Feature scaling - Predicting House Sale Prices

Screen Link: https://app.dataquest.io/m/240/guided-project%3A-predicting-house-sale-prices/3/feature-selection

Hi guys,

I used the rescaling technique in this project (as we did in this [mission])https://app.dataquest.io/m/236/feature-selection/5/removing-low-variance-features) to normalize all the features and remove those with low variance.

But the RMSE value does not improve, in fact, it increases its value tremendously:

  • RMSE without rescaling: 26532.30 (k=0) :+1:

  • RMSE with all normalized features: 54524673275928.02 (k=0)

  • RMSE with all normalized features and remove low variance ones: 48016.50 (k=0)

  • RMSE with normalized numerical features (and remove low variance ones): 54524673275928.02 (k=0)

  • RMSE with normalized categorical features (and remove low variance ones): 31333.01(k=0)

Has anyone tried this technique and gotten a better value?

Why is the technique useless in this case?

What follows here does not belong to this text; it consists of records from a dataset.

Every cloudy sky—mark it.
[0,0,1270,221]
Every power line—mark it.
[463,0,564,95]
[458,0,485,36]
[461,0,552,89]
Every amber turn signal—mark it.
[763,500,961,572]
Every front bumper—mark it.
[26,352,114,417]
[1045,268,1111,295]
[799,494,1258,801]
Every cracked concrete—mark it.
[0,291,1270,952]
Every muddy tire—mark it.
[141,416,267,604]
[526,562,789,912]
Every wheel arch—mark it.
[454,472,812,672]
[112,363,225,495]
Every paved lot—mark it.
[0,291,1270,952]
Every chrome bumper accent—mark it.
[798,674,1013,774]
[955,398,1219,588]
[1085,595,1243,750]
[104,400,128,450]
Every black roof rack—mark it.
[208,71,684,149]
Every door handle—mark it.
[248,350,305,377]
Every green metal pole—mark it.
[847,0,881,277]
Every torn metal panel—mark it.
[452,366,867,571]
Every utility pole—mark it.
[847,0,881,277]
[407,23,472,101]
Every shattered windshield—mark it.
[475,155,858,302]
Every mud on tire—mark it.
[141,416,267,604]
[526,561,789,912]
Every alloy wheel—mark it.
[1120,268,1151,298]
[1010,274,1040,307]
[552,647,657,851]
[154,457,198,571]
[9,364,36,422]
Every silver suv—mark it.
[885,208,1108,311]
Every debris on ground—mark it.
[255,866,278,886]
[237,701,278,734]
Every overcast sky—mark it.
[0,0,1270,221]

Perhaps I made a mistake?

My Code:

  # Feature scaling with categorical columns
  #cat_cols = filtered_df.select_dtypes(['uint8']).columns

  #filtered_df[cat_cols] = (filtered_df[cat_cols]-filtered_df[cat_cols].min())\
  #   / (filtered_df[cat_cols].max()-filtered_df[cat_cols].min())

  #unit_df_var = filtered_df[cat_cols].var()
  #filtered_df.drop(unit_df_var[unit_df_var < 0.1].index, axis=1, inplace=True)

  # Feature scaling with all columns
  #target_col = filtered_df['SalePrice']
  #filtered_df = (filtered_df - filtered_df.min()) / (filtered_df.max() - filtered_df.min())
  #filtered_df['SalePrice'] = target_col
  #unit_df_var = filtered_df.var()
  #filtered_df.drop(unit_df_var[unit_df_var < 0.15].index, axis=1, inplace=True)

  #Feature scaling with numerical columns
  #num_cols = filtered_df.select_dtypes(['int','float']).columns.drop('SalePrice')

  #filtered_df[num_cols] = (filtered_df[num_cols]-filtered_df[num_cols].min())\
  # / (filtered_df[num_cols].max()-filtered_df[num_cols].min())

  #unit_df_var = filtered_df[num_cols].var()
  #filtered_df.drop(unit_df_var[unit_df_var < 0.001].index, axis=1, inplace=True)